Rethinking Retirement for Aging Populations
The drop in fertility and rise in life expectancy at the older ages has created a demographic scenario in which all rich countries, and several nearly rich countries especially in East Asia, face an increasingly larger share of the population that is older. This is both a challenge and an opportunity, but not a disaster. That is the assessment of David Rothkopf, editor and CEO of Foreign Policy, in an article in this month's Foreign Policy magazine. This is an issue, by the way, devoted to demographics, and I already blogged about an exceptionally good article by Paul Taylor, who coined the phrase that "demography is a drama in slow motion." But, back to aging...the point is one I have made before: we are living not only longer, but generally healthier. And technology and mechanization mean that most of us (albeit not all us, to be sure) are not physically exhausted by the time we reach our 60s or even older. Furthermore, a lot of people enjoy their job and/or their work experience and do not want to retire, and so society should not--and increasingly is not--demanding that they retire.
What once seemed like America’s terminal calamity — a looming problem that was so large it could never be managed — has not only diminished, it has actually changed character. This once-existential threat to the U.S. economy now looks very much like a potential bonanza.
You can see it in the gleaming billionaire faces of U.S. President Donald Trump’s cabinet — and indeed in the face of the president himself. After all, he is the oldest president in U.S. history and his cabinet has the highest median age (65) of any in the country’s 240 years.
Today, a 1-year-old in the United States has a 50 percent chance of living to 100. And it is likely that over that 100-year life, that child is likely to work from age 20 through age 80 or even older.

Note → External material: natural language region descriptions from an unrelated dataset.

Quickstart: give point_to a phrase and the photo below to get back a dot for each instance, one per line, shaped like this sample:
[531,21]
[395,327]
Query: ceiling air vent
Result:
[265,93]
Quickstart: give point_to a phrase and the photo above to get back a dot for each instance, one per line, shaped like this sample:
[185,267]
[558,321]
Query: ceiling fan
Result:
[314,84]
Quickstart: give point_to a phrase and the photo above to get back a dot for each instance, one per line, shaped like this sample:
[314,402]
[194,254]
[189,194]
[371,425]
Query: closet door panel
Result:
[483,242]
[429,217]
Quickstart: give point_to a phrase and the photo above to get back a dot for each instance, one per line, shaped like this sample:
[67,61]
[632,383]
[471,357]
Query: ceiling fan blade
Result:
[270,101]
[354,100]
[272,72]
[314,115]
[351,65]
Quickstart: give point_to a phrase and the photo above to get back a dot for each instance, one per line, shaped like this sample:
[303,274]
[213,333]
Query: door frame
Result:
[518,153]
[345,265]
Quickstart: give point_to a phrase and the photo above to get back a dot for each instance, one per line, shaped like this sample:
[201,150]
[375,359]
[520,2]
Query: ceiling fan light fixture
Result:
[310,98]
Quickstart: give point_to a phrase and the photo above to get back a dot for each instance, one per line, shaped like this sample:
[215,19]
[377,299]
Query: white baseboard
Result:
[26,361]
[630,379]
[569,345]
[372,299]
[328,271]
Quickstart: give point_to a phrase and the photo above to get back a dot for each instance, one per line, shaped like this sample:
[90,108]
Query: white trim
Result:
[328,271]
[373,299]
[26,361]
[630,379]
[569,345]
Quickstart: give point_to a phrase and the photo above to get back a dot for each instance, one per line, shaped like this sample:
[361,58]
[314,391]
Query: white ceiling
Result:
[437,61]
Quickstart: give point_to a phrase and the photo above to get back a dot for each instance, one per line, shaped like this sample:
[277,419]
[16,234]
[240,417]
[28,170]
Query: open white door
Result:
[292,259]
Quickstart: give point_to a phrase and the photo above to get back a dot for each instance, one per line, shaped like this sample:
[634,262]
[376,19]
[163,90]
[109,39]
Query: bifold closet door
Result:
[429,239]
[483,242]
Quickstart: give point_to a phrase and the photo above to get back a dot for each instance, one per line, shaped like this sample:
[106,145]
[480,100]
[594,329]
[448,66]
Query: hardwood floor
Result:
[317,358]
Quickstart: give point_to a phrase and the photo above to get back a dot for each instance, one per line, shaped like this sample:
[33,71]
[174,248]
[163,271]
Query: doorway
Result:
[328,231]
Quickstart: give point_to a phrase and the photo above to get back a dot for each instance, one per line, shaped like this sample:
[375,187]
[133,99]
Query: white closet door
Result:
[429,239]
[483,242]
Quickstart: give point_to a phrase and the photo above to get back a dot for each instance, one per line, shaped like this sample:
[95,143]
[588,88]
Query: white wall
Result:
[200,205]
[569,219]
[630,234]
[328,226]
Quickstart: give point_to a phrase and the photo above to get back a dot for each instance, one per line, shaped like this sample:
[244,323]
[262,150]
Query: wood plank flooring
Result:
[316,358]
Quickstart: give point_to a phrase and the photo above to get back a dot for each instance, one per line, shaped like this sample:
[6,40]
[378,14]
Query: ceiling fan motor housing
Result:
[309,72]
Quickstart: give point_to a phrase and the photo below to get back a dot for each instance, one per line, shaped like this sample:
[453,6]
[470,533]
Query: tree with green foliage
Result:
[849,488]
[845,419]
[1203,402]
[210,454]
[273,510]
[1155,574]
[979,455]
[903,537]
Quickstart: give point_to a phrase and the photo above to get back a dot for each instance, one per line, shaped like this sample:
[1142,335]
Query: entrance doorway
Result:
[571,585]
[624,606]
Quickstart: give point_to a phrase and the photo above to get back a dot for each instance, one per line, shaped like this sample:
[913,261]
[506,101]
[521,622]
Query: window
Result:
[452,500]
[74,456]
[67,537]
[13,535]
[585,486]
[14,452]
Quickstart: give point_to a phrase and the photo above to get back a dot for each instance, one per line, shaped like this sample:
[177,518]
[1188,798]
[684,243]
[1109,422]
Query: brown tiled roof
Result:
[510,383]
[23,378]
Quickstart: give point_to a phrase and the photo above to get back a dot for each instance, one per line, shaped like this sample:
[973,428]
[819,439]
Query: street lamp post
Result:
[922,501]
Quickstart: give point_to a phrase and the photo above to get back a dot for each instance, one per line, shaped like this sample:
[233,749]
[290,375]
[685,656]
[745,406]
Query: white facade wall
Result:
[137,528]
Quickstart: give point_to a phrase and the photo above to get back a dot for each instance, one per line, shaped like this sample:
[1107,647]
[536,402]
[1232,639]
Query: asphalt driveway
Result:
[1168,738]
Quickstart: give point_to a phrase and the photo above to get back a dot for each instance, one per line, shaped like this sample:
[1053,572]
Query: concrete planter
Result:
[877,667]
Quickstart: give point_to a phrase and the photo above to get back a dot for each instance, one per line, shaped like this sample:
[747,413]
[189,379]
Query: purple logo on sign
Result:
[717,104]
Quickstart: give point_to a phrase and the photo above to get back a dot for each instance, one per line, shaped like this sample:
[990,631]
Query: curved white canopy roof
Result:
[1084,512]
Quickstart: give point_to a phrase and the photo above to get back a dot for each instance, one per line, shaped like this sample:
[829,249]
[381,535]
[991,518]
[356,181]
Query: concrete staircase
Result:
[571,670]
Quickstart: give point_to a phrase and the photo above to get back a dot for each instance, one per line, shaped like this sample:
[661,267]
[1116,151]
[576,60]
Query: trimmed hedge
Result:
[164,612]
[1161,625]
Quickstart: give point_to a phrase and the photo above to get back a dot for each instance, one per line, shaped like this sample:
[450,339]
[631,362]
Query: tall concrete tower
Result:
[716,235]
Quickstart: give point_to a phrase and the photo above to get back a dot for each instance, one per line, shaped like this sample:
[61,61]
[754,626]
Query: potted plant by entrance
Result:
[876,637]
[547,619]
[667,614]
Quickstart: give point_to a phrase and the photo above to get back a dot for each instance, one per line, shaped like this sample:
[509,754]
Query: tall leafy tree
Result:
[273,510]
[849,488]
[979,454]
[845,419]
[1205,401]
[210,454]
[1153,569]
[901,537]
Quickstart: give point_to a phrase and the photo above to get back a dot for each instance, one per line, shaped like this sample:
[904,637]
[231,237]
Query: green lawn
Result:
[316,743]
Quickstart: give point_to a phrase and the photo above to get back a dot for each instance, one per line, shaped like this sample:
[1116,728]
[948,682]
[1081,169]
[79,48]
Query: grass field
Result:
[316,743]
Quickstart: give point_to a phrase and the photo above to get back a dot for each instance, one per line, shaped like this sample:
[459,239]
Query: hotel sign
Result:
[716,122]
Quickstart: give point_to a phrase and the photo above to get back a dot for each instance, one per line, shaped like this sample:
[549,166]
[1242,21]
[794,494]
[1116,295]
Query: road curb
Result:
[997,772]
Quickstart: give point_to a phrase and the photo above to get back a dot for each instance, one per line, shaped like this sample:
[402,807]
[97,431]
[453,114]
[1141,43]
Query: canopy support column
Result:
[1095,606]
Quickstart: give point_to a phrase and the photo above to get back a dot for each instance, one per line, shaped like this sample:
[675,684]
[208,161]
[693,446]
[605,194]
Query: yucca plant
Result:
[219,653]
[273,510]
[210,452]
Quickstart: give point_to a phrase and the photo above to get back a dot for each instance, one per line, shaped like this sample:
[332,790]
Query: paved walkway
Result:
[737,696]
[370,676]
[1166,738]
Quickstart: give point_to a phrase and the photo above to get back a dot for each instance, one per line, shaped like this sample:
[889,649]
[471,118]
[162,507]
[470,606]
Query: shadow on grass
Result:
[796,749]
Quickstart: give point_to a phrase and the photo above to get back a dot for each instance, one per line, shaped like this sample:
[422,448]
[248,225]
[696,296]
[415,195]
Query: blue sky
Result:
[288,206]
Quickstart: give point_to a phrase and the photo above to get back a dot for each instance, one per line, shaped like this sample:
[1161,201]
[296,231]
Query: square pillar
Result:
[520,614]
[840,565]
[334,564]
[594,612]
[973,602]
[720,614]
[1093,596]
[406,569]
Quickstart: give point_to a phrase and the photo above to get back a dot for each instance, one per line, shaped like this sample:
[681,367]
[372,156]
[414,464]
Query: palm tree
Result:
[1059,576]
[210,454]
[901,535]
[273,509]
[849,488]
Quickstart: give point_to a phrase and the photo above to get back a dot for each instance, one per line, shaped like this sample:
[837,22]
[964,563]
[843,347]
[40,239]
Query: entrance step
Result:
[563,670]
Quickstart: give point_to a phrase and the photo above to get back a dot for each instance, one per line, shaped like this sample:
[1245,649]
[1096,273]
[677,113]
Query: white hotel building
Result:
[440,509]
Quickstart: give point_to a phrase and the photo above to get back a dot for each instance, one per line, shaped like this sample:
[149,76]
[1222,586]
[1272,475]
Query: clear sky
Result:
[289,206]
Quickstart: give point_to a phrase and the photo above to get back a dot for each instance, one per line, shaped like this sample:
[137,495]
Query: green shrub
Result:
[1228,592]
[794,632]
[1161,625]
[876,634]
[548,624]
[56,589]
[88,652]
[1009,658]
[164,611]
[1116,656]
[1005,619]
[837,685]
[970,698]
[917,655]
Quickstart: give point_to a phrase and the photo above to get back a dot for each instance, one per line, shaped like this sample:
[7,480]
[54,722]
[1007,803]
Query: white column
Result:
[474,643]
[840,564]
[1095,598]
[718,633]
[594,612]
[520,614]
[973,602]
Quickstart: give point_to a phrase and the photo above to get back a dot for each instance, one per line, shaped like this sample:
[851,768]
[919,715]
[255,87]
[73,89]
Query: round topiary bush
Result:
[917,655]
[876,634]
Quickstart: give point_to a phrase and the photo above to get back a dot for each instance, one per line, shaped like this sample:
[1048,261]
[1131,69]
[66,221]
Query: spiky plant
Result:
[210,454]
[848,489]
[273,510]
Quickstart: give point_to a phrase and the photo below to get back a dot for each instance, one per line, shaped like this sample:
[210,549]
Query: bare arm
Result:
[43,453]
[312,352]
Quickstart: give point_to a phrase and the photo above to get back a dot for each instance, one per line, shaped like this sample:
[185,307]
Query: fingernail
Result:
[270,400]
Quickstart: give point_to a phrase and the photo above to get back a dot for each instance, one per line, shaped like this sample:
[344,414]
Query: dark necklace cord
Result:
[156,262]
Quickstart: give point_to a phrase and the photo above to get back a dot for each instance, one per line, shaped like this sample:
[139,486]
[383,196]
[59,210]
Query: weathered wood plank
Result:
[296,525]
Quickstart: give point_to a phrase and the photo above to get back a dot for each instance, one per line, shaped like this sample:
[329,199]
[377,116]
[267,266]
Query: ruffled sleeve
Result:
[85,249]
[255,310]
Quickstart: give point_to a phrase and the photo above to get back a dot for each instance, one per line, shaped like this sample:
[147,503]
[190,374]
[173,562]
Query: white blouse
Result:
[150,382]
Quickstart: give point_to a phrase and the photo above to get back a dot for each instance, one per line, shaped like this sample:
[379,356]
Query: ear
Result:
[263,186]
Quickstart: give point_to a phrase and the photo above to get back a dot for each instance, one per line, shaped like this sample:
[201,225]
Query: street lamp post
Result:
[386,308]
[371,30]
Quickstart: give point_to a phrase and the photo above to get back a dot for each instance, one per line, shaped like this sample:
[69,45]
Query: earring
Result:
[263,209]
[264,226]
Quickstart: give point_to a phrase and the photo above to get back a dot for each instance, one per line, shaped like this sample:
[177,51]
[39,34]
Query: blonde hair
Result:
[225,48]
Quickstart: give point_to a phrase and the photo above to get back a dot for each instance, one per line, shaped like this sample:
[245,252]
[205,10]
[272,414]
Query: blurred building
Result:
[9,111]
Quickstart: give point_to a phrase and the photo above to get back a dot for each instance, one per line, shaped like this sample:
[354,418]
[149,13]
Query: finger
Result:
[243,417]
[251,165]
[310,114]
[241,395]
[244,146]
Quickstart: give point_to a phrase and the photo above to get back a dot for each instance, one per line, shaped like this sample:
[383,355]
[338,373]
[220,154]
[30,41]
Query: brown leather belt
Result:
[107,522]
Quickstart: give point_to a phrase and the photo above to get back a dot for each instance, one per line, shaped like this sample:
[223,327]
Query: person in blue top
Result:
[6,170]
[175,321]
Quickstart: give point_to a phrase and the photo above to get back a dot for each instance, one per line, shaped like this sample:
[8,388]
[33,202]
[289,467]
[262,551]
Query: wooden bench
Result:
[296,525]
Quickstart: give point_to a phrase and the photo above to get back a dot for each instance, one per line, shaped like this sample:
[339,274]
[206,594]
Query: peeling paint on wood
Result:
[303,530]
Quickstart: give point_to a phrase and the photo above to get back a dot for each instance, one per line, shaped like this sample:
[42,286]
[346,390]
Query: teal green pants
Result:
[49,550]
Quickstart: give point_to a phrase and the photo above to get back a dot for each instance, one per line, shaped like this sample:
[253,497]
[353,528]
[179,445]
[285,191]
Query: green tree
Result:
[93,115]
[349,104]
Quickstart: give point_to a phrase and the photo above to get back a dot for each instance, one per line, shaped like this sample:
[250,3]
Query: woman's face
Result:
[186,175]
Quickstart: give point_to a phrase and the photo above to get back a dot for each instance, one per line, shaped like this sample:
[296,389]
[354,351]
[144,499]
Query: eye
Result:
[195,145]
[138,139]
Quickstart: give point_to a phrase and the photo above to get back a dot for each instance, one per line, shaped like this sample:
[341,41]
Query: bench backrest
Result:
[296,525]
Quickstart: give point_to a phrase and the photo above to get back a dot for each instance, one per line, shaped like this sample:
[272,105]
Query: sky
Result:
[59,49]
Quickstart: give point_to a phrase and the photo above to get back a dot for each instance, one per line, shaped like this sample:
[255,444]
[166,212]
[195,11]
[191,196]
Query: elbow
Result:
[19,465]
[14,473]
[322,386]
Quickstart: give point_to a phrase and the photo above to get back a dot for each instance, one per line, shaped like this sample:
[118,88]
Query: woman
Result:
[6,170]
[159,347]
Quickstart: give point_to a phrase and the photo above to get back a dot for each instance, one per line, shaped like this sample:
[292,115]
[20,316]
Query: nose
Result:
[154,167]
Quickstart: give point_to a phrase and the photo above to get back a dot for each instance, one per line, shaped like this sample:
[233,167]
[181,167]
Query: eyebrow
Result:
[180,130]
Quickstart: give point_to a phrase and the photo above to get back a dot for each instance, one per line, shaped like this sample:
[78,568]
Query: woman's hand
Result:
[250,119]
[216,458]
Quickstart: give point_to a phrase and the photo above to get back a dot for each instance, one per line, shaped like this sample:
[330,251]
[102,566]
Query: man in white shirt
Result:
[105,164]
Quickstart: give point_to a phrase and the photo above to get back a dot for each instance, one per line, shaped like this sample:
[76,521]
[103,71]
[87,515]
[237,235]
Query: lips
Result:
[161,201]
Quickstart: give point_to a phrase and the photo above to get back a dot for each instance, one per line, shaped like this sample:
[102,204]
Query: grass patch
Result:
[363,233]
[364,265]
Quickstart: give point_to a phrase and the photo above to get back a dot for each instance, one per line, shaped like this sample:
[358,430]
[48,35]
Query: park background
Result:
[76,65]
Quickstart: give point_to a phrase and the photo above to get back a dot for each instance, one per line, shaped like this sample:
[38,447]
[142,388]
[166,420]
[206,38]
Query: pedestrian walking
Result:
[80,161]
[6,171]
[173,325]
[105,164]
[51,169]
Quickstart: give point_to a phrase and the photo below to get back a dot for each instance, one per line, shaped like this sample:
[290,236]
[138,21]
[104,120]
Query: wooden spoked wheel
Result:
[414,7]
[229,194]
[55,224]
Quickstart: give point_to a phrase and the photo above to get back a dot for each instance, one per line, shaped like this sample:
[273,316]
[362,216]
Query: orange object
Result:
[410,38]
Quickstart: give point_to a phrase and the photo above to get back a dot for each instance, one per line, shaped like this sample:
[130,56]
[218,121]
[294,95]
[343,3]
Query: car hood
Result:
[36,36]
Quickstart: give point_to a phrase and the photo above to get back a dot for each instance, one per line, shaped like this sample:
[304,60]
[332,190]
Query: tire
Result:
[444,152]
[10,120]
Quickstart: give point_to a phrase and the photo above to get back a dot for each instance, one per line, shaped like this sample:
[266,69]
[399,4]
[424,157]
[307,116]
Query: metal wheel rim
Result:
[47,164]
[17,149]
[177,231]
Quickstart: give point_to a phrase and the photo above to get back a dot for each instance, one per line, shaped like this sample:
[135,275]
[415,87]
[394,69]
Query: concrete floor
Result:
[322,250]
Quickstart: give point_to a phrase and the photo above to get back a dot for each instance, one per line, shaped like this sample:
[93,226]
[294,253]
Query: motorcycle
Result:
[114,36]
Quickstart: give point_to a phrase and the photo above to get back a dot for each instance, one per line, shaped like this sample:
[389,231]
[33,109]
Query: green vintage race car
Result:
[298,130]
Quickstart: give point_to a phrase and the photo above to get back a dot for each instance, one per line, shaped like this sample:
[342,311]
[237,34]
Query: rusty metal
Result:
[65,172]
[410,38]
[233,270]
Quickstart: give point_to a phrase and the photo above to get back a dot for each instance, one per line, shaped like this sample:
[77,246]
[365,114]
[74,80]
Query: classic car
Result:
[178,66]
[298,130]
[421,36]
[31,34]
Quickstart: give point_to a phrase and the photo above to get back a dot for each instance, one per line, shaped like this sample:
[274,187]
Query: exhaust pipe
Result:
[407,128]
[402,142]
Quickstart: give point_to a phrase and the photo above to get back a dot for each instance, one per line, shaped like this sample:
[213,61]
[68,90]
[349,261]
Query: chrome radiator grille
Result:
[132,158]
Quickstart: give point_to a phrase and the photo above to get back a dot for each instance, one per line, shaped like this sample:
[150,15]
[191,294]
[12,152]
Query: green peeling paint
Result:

OK--if you've looked at Table 5.3 in my text or at the life table data on the CDC website, you'll know that a 1-year-old has a 50 percent chance of living to about age 80, not 100, given current death rates. But, if death rates keep going down, then Rothkopf's number could be right. In all events, the point is that older people are assets, not deficits, in the economy. Not everyone is, of course, but we need to be flexible in terms of sorting through those who can continue to make economic contributions (and let them do that) and those who cannot do that (and let them retire as necessary). With aging and retirement, there is no one size that fits all, and the more our policy-makers understand this, the better we will be able to successfully cope with the demographic changes coming our way.